When Sawyer’s stomach growled, he laughed. “I haven’t had anything to eat since the cake I had for lunch,” he said sheepishly.
“You had cake for lunch?”
“I’d have cake all the time if I could. You’re going to laugh at this, but I’ll tell you anyway. You know how some people have a sweet tooth? Well, I have a sweet sense. When I was a little boy, I could be playing across town and know exactly when my mother took a cake out of the oven. I could see the scent, how it floated through the air. All I had to do was follow it home. I will fiercely deny that if you ever say anything.”

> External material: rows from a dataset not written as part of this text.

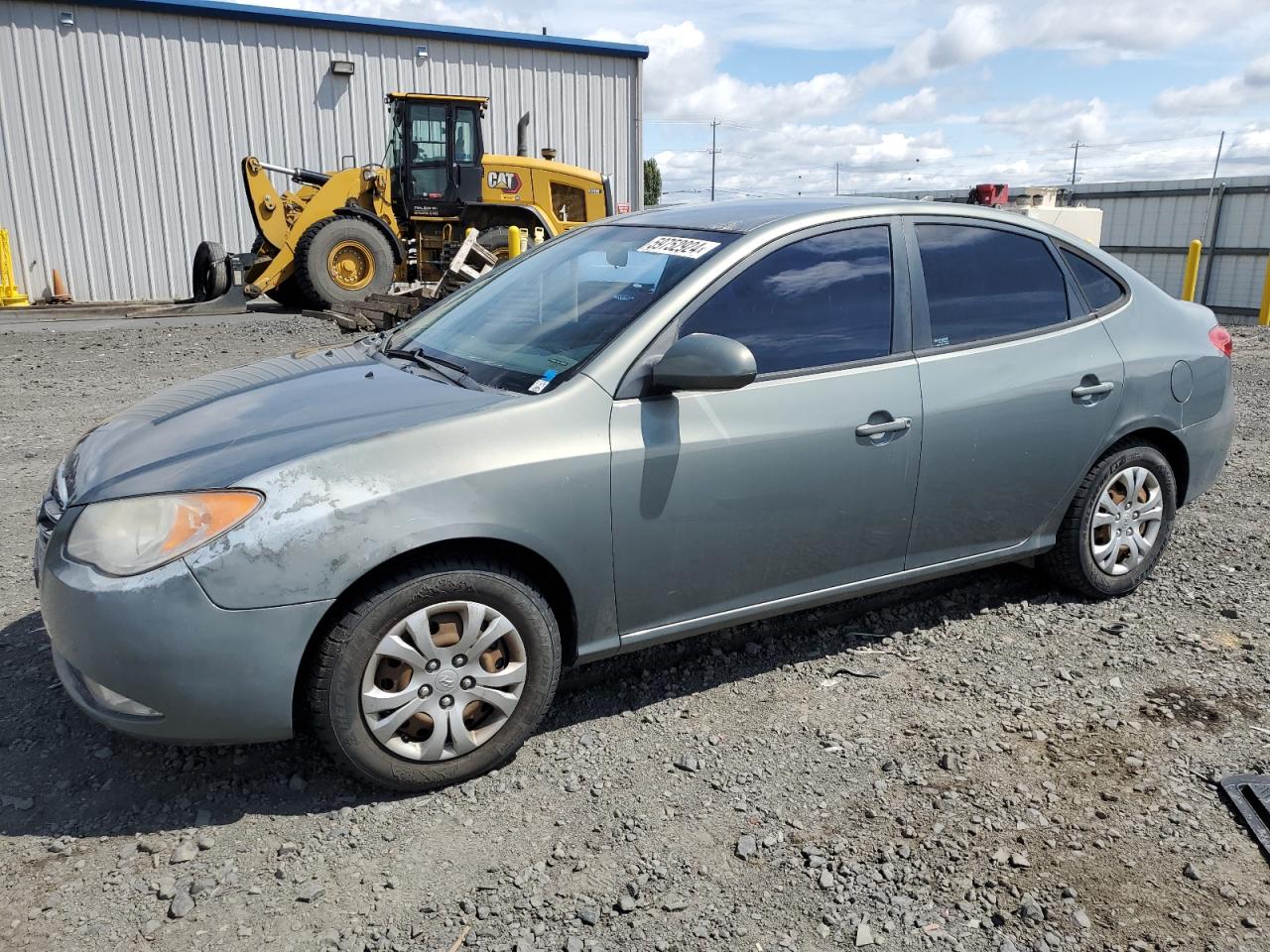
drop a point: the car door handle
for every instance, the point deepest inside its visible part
(874, 429)
(1093, 389)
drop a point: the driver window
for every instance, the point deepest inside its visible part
(465, 136)
(427, 134)
(817, 302)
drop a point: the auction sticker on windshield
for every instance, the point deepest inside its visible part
(681, 248)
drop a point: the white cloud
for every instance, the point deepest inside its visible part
(1220, 95)
(1046, 119)
(916, 107)
(973, 32)
(683, 81)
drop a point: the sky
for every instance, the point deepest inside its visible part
(920, 94)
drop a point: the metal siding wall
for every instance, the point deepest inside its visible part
(121, 136)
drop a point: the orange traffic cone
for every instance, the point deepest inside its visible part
(60, 296)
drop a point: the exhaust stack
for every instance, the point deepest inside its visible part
(522, 130)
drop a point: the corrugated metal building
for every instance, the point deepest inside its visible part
(1150, 225)
(122, 122)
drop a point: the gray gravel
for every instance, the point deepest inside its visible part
(979, 765)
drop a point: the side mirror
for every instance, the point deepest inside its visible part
(705, 362)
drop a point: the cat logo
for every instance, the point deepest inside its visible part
(503, 180)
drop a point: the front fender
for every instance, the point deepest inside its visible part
(532, 472)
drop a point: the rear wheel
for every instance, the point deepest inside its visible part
(343, 261)
(1118, 525)
(436, 675)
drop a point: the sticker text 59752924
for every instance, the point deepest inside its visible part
(681, 248)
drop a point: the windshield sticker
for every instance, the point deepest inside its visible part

It was such a surprising thing to admit. She turned her head and saw that he was staring at her again. “You’re charmed,” she said. “But you probably know that already. It’s even in the way you look at people.” She stared at him for a moment, gorgeous and bare-chested in the moonlight. “Yes, you know exactly what power you have.”
“Do I have a power over you?”
Did he honestly think she was immune? “Of course you do.”
He lifted up on one elbow and looked down at her. What she wouldn’t give to see what he saw, to know what made him look at her that way. “Can I kiss you, Julia?”
She didn’t hesitate. “Yes.”
She was confused when he carefully pushed her long-sleeved shirt off her shoulders. Even though she was wearing a tank top underneath, her arms were exposed. She squirmed and tried to cover them again, but then he did the most extraordinary thing.